Why Staying Focused is Hard

The difficulty in business isn’t its complexity, but the challenge of maintaining focus and perseverance on a single objective for an extended period [00:10:20]. Entrepreneurs are often initially rewarded for starting “new things,” which reinforces the wrong behavior [00:05:01]. This leads to a misconception that continually starting new ventures is the path to success [00:05:06].

However, once product-market fit is achieved, the “new” phase should end, and the focus must shift to “better” and “more” [00:05:23]. Neglecting this shift can lead to self-punishment and stagnated growth [00:05:16].

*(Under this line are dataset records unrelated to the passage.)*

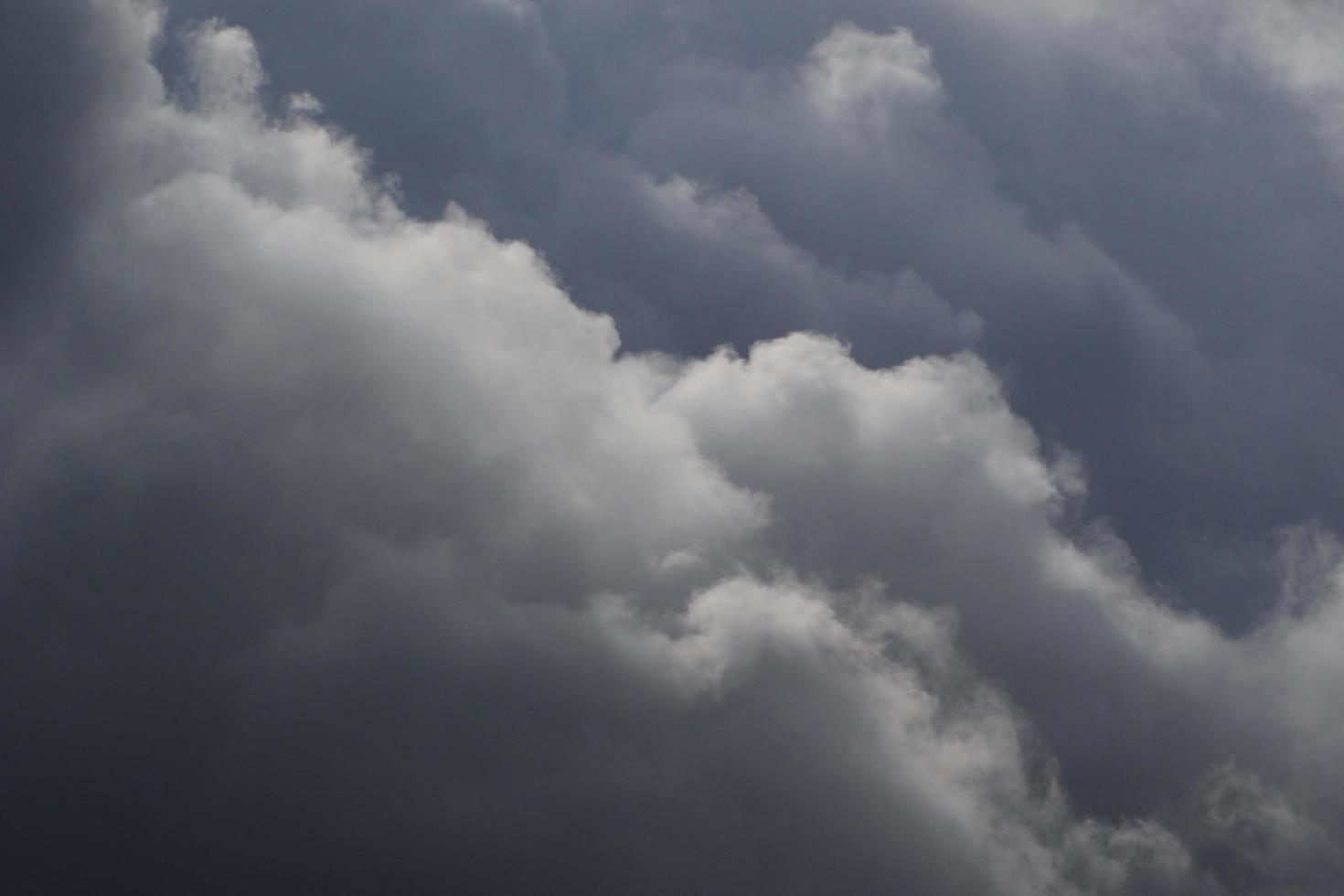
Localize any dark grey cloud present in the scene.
[146,0,1344,632]
[0,0,1344,893]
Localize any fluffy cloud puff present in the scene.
[0,0,1344,893]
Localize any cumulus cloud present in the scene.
[0,0,1344,893]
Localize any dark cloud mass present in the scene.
[0,0,1344,896]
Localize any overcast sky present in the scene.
[0,0,1344,896]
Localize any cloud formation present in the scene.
[0,0,1344,893]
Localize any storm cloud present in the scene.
[0,0,1344,893]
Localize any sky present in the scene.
[0,0,1344,896]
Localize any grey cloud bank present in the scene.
[0,0,1344,893]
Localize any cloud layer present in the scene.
[0,0,1344,895]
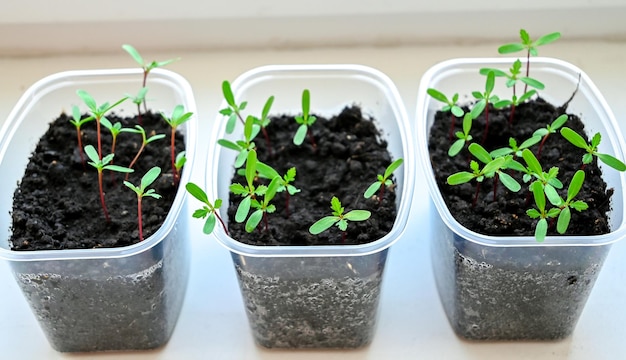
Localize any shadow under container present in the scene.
[0,69,196,352]
[207,65,414,348]
[416,58,626,340]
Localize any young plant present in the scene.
[85,145,133,222]
[122,44,180,113]
[448,113,474,157]
[217,116,256,168]
[426,88,465,141]
[293,89,317,150]
[124,166,161,241]
[70,105,94,170]
[533,114,567,158]
[498,29,561,92]
[76,90,127,160]
[124,125,165,180]
[309,196,372,243]
[561,127,626,171]
[257,162,300,217]
[161,105,193,184]
[185,182,228,235]
[471,71,498,144]
[363,158,404,206]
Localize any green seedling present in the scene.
[498,29,561,92]
[70,105,94,170]
[161,105,193,184]
[293,89,317,150]
[470,71,499,144]
[257,162,300,217]
[426,88,465,141]
[363,158,404,205]
[229,150,267,223]
[185,182,228,235]
[124,166,161,241]
[85,145,133,222]
[533,114,567,158]
[246,176,281,232]
[217,116,256,168]
[122,44,180,113]
[561,127,626,171]
[124,125,165,180]
[489,135,541,158]
[448,113,474,157]
[76,90,127,160]
[309,196,372,243]
[126,87,148,126]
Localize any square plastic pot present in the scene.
[207,65,414,348]
[0,69,196,352]
[416,58,626,340]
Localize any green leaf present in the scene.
[309,216,339,235]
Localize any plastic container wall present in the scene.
[207,65,414,348]
[0,69,196,352]
[416,58,626,340]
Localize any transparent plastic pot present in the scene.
[206,65,414,348]
[0,69,196,352]
[416,58,626,340]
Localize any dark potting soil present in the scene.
[428,99,613,236]
[228,106,397,246]
[10,113,184,250]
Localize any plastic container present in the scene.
[416,58,626,340]
[0,69,196,352]
[207,65,414,348]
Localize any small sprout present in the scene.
[309,196,372,243]
[498,29,561,92]
[220,80,247,134]
[426,88,465,141]
[124,125,165,180]
[85,145,133,222]
[217,116,258,168]
[185,182,228,235]
[533,114,567,157]
[561,127,626,171]
[448,113,474,157]
[70,105,94,169]
[363,158,404,205]
[293,89,317,149]
[124,166,161,241]
[161,105,193,184]
[122,44,180,112]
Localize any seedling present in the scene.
[76,90,127,160]
[85,145,133,222]
[217,116,256,168]
[448,113,474,157]
[309,196,372,243]
[293,89,317,150]
[161,105,193,184]
[471,71,498,144]
[363,158,404,206]
[185,182,228,235]
[257,162,300,217]
[426,88,465,141]
[498,29,561,92]
[124,166,161,241]
[533,114,567,158]
[122,44,180,113]
[124,125,165,180]
[561,127,626,171]
[70,105,94,170]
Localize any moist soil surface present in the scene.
[10,113,184,250]
[428,98,613,236]
[224,106,396,246]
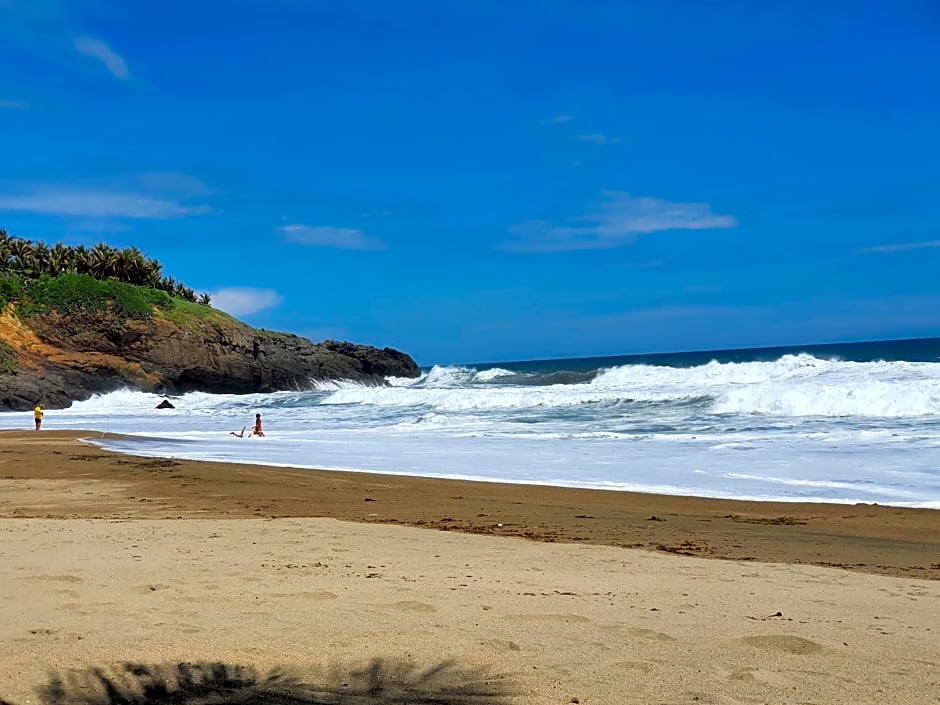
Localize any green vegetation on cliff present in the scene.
[0,228,226,324]
[19,274,173,318]
[0,228,210,306]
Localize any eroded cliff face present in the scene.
[0,308,420,410]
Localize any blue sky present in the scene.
[0,0,940,364]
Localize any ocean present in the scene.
[0,338,940,508]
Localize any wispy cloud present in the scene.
[572,132,620,147]
[209,286,284,316]
[859,240,940,253]
[499,191,738,252]
[278,225,388,250]
[682,284,722,294]
[74,37,131,81]
[0,184,212,220]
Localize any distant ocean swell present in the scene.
[0,341,940,508]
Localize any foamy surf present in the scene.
[0,342,940,508]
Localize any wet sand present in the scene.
[0,432,940,705]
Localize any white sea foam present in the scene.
[0,354,940,508]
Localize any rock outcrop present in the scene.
[0,307,420,410]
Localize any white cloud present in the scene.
[0,184,212,220]
[209,286,284,316]
[74,37,131,81]
[573,132,620,147]
[500,191,738,252]
[278,225,388,250]
[859,240,940,252]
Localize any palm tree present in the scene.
[48,242,72,276]
[69,245,91,274]
[89,242,117,279]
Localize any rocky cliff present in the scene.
[0,304,420,410]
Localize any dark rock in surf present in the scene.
[0,309,421,411]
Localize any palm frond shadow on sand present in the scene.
[9,659,509,705]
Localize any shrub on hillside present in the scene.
[21,274,173,318]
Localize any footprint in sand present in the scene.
[604,624,676,641]
[387,600,437,613]
[500,613,588,624]
[480,639,522,654]
[17,575,83,583]
[271,590,337,600]
[739,634,823,656]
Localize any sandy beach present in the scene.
[0,432,940,705]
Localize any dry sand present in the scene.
[0,432,940,705]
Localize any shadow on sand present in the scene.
[0,659,509,705]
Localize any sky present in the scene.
[0,0,940,365]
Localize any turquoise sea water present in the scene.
[0,339,940,508]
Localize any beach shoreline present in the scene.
[0,431,940,705]
[0,431,940,580]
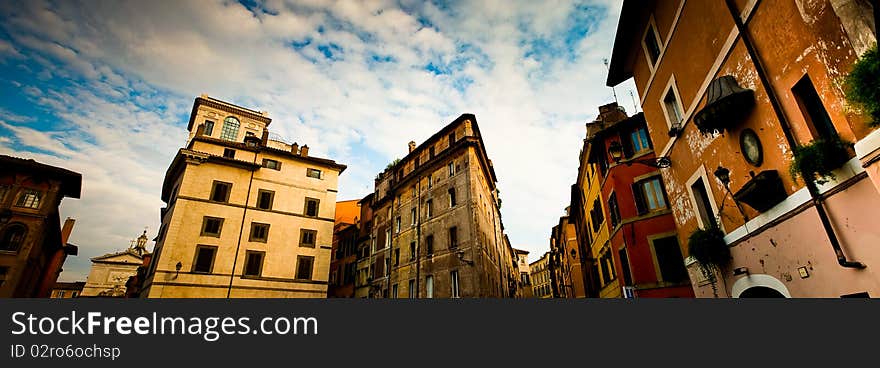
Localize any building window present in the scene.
[299,229,318,248]
[15,189,43,208]
[192,245,217,273]
[248,222,269,243]
[691,178,718,228]
[425,275,434,298]
[0,224,27,252]
[643,19,660,69]
[608,193,621,229]
[211,180,232,202]
[791,75,837,138]
[663,82,684,128]
[449,226,458,249]
[306,168,321,179]
[653,236,688,283]
[296,256,315,280]
[201,216,223,238]
[304,198,321,217]
[617,248,632,286]
[425,235,434,256]
[257,189,275,210]
[629,127,651,153]
[244,250,266,276]
[220,116,241,141]
[203,120,214,135]
[590,198,605,232]
[633,177,666,215]
[449,271,461,298]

It is arrogant to believe one can outcompete others who are fully focused on one thing while oneself is split across five [00:11:41]. Trying to manage multiple ventures simultaneously means none of them will likely take off, because any one of them could succeed if given dedicated focus [00:12:42].

Conclusion

Success in business, particularly long-term wealth, comes from commitment and focus in entrepreneurship on one core activity for an extended period [00:10:42]. Figures like Ben Francis of Gymshark exemplify this, building a billion-dollar company by consistently focusing on a single venture for over a decade [00:10:52]. The key is to select a business based on an enduring need and then tirelessly work to make it better and do more of it every day [00:11:18]. This focused effort leads to compounding returns and significant scale, unlike a fragmented approach that yields only “barely good enough” results [00:13:31].